This page was created by Peter Thilly.  The last update was by Kandra Polatis.

Bodies and Structures 2.0: Deep-Mapping Modern East Asian History

Manipulating Space and Time

Time was an essential component of how actors calculated their actions in the pursuit of opium profits. Below I explore two avenues through which to understand the role of time in a spatial history of the opium trade, but visitors are encouraged to develop their own arguments about time and to use the materials in this module to link up with the others.

Monsoon seasons and Asian commerce in the age of sail

In the age of sail, the movement of people, objects, and boats between China, Southeast Asia, and the Indian Subcontinent was almost entirely dependent on the yearly pattern of monsoon winds. A single boat could only make the journey from India to China and back (or the reverse) but one time per year. This is because travelers going from India to China could only set sail during the southwest summer monsoon, and the trip would take two to three months. Likewise, the journey from China to India had to take place during the northeast winter monsoon, and again this trip would take nearly three months. The monsoon seasons therefore structured and limited trade between China, Southeast Asia, and India for most of recorded history.
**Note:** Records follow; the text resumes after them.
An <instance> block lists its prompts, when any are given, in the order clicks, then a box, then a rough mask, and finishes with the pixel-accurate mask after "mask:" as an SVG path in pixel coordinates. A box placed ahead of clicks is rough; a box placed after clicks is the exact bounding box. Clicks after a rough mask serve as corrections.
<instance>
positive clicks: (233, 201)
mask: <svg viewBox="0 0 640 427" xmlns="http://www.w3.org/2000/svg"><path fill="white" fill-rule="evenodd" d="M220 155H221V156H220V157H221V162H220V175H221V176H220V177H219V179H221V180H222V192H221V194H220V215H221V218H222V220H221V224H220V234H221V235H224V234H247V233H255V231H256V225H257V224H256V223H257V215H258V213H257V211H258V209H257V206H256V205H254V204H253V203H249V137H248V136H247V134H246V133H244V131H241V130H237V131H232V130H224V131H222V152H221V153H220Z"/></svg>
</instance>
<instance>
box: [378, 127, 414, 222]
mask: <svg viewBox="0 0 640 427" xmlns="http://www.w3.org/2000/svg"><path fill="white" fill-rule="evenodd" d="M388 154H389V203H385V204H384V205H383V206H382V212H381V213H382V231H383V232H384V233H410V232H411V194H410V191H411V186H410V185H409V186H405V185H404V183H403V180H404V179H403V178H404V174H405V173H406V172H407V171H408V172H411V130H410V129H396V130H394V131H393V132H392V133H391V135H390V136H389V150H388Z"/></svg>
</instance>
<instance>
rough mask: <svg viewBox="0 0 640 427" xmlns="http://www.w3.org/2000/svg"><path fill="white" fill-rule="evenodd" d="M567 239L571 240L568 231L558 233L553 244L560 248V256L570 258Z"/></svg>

Then, in 1832, the leadership of Jardine-Matheson and a coalition of other opium merchants got together to purchase an opium clipper known as the "Red Rover," which quickly became the first ship in recorded history to sail to China from India against the wind. This new technology enabled firms like Jardine-Matheson to bring ever-increasing quantities of opium from India to China, at record speed. As discussed below, one important consequence of more rapid connections between India and China was that it changed the calculus of opium pricing in Lintin and along the China coast.

Opium prices, the movement of information, and a race against time

Directly related to the history of sail technology and the centrality of the monsoon to Asian trading patterns, opium profits were highly dependent on taking advantage of differences in opium prices between locations. One example of this from the module is the quote from Captain Rees that headlines the Malwa page. In that example, Captain Rees discusses how the brokers in Shenhu Bay had managed to acquire information about the price of Malwa opium at Lintin and were consequently purchasing large amounts. For Captain Rees, setting prices was a matter of constant anxiety, as he was under pressure to sell as much opium as possible but at as high a price as could be obtained. The ability of his customers in Yakou Village to keep abreast of the price at Lintin limited Rees' ability to sell at inflated prices. For both parties, buying and selling opium was a constant race against time for the latest and best information.

The British East India Company opium auctions in Calcutta were another place where Jardine-Matheson and their competitors had to engage in complex calculations about time. The company's purchasing agents in Calcutta, like Rees in his station on the China coast, were under constant pressure from William Jardine in Guangzhou to make advantageous purchasing decisions, a calculation that could change unpredictably based on the activities of Chinese purchasers and government officials thousands of miles away. In the quote that headlines the Calcutta page of this module, we see Jardine complaining to Rees about the company agent in Calcutta's lack of awareness in failing to ship enough Patna and Benares opium to Lintin. On other occasions, Jardine became furious when the Calcutta agent sent too much opium to China and brought down prices.

It is easy to imagine an organization like the Shi lineage engaging in a similar range of time and price calculation. Like Jardine-Matheson, the Yakou Shi were a diversified and complex business organization, purchasing opium in Shenhu Bay for shipment to places like Taiwan, Ningbo, and ports in North China. A full range of sources do not exist to demonstrate the point, though the combination of materials in the British and Chinese archives do enough to give a clear sense of the size and scope of the Shi lineage's opium operations.